When a Parent Becomes a Daughter

X99Lynx at aol.com X99Lynx at aol.com
Tue Nov 2 04:07:44 UTC 1999


[ Moderator's note:
  This is a revised version of an message originally sent privately to me by
  Steve Long.  I encouraged him to submit it to the list, where it was caught
  in the backlog.  I'd like to thank him for his patience.
  --rma ]

This is about Larry Trask's statement: "An ancestral LANGUAGE cannot co-exist
with its own descendant."

In a message dated 10/20/99 5:02:33 PM, Larry Trask wrote:

<<First, you are confusing two things: the relation between a daughter and
its ancestor, and the relation between two or more daughters.>>

Unfortunately, I believe that is ALSO what you are confusing.  I believe in
good faith that if you consider the above TWO statements objectively you will
see you have has just committed "reification."

Now whatever definition you are using for "ancestors" or "daughters" above,
let's try to just stick with those for a moment and see them through.

You use the term "daughter" above.  Whatever vague boundaries you used to
decide when a language BECOMES a "daughter" - think of why the other
remaining part of the parent also must at the same time become "a daughter?"
Whatever caused you to call the two languages "daughters", consider what
makes them both BECOME "daughters" and makes the parent disappear?  So you
can say that a parent doesn't coexist with its daughter?

Take the language that you describe an "ancestor" by whatever definition you
use above.  Why are you assuming it also has to change status and become one
of the "daughters" just when another daughter emerges?  And at the very same
time (so that you can say there's no period of co-existence between parent
and daughter?)

"An ancestral LANGUAGE cannot co-exist with" a daughter.

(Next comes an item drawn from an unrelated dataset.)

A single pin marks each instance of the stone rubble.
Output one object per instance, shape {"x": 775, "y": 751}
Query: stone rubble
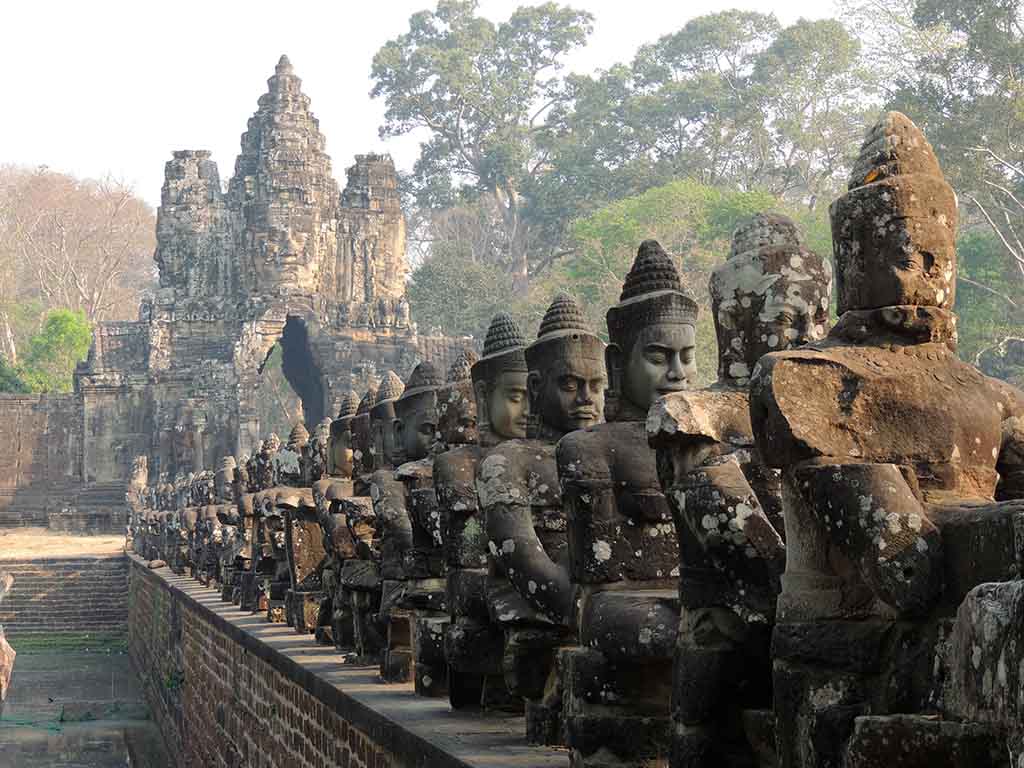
{"x": 816, "y": 562}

Isn't this a reification?   The only reason a parent can't co-exist with a
daughter is because you automatically change it into a daughter when there's
another daughter branching off.  Aren't you creating another "daughter"
unnecessarily?

If you would have been satisfied with a single "ancestor" (by whatever your
definition is above) as a single language - if the branch off had not
happened - why are you turning that "ancestor" into a new language just
because a daughter branches off?

Isn't that reification?  Aren't you unnecessarily creating a new "daughter
language" (however you mean it above) when nothing more than a part of it has
broken off?

Now maybe this is all just a matter of terminology.  And I'd be happy with
that.  Because it would mean that your original statement is just terminology:

<<<<No.  An ancestral LANGUAGE cannot co-exist with its own descendant.>>
[Caps mine]

You can certainly co-exist with your own ancestor. In common sense everday
understanding, an "ancestor" doesn't automatically disappear or turn into a
"daughter" just because a descendent emerges.

You've written that, if regional varieties of a language "would eventually
become so different from one another that they would CEASE TO BE MUTUALLY
COMPREHENSIBLE at all, and we would be FORCED to speak, not of different
dialects, but of DIFFERENT LANGUAGES."  (CAPS ARE MINE.) (The context of this
quote alludes to multiple dialects - ie, not limited to just two.)

If there are many dialects and they don't become "mutually incomprehensible"
at the same time - why MUST they also all become different languages at the
same time?  Why would we be "forced" to call all those different parent
dialects "different languages" just because one became mutually
incomprehensible, branched off and became a daughter?

Now you have said that this explanation was only meant for students, not for
professionals.  Well, then on that basic level at least it seems "an
ancestral language CAN co-exist with its own descendant."